After strong student opposition in Wednesday’s public comment period at the UC Board of Regents meeting, the vote for a 2.7 percent tuition increase has been postponed. Following a statement from UC President Janet Napolitano, regents agreed to revisit this issue at a later meeting.
“After speaking with some of our legislators and listening to the students, I think the board would be better advised to defer voting on this item until its May meeting,” Napolitano said, “with the proviso that the portion of the item related to out-of-state tuition may be brought at the March meeting. I think this will give us time to make our case to the legislature.”
If the vote passes later this year, UC students could face a $342 in-state annual tuition increase and a $978 out-of-state increase. UC officials said financial aid would cover this increase for about half of students whose financial aid already covers their full tuition, according to the Los Angeles Times.
About 20 of the 28 students who attended the public comment period spoke out against tuition increase on the table.
Many students commented on the timing of the vote, including UC San Diego student Caroline Siegel-Singh, who requested the vote be moved to a time after the state’s finalized budget is approved. Governor Jerry Brown may allocate more money to the UC in the final budget, and many students believed this meant a tuition vote at this meeting would have been premature.
Siegel-Singh also emphasized the willingness of students to work with the regents to lobby for more state funding and asked the regents to take more time on the decision.
“Proposing and voting on a significant increase for students on the same day is not good government,” Siegel-Singh said during public comment.
Brown and Lt. Gov. Gavin Newsom, who students addressed several times during public comment, both spoke against the increase. Newsom announced his opposition in a press release Wednesday and Brown submitted a letter to the board the same afternoon.
“I urge you to focus on reducing the system’s cost structures rather than increase the financial burdens on students,” Brown said in the letter.

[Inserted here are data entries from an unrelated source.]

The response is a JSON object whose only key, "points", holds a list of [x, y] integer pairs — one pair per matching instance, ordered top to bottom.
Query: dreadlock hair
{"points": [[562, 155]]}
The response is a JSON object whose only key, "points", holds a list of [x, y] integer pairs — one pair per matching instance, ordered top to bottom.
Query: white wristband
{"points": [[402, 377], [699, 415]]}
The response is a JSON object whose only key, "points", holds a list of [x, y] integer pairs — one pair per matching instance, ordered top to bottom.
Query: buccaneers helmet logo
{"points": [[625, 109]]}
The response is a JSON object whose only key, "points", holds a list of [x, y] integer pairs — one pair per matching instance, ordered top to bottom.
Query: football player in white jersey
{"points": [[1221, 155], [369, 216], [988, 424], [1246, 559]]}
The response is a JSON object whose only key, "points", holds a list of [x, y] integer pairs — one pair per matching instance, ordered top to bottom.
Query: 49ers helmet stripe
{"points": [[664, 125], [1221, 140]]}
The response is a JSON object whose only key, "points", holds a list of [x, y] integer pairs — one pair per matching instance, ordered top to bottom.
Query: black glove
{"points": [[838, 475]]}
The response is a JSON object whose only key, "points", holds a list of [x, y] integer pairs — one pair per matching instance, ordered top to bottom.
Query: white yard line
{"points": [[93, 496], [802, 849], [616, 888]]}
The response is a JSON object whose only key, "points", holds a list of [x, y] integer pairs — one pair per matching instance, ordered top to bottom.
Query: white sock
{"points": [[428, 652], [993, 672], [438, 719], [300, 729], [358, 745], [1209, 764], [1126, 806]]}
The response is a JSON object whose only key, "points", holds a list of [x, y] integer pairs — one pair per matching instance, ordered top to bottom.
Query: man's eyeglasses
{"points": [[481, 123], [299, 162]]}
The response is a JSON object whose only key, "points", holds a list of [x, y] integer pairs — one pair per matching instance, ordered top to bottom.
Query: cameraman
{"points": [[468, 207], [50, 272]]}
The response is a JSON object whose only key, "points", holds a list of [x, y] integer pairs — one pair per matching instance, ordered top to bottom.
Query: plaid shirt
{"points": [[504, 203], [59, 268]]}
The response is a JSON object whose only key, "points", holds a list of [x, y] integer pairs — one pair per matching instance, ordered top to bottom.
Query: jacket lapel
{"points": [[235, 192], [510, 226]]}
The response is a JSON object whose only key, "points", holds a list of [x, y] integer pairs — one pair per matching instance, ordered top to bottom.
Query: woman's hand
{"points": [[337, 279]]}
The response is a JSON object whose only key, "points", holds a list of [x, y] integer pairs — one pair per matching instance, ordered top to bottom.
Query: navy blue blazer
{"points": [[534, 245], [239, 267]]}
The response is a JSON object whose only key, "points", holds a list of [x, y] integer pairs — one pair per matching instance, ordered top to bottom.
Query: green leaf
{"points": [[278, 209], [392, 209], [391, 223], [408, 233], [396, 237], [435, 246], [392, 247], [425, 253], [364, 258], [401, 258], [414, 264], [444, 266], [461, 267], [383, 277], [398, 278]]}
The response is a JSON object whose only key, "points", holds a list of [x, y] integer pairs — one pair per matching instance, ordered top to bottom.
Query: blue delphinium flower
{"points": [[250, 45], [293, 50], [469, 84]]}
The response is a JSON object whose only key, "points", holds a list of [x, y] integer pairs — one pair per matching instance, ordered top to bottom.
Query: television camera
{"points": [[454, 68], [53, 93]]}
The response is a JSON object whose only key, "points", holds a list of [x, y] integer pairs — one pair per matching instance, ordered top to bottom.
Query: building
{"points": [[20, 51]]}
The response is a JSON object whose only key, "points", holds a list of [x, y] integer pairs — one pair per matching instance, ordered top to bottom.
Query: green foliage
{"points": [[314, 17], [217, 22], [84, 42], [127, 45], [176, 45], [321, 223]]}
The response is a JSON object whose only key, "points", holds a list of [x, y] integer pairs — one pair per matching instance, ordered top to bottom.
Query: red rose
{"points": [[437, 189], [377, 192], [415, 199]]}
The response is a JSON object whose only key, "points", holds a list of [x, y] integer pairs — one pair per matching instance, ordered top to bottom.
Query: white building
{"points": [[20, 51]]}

Siegel-Singh distributed a petition to the regents comprised of over 3,000 signatures and 26 in-depth narrative accounts from students from all UCs. The narratives detailed houselessness, food insecurity and skipping class to work for a paycheck — a few ways high tuition and living costs impact students throughout the system.
“I also would like for all of you to read through this as student narratives from each and every UC campus, as well as alum, debate the impact of this tuition increase and what it would mean for them,” Siegel-Singh said.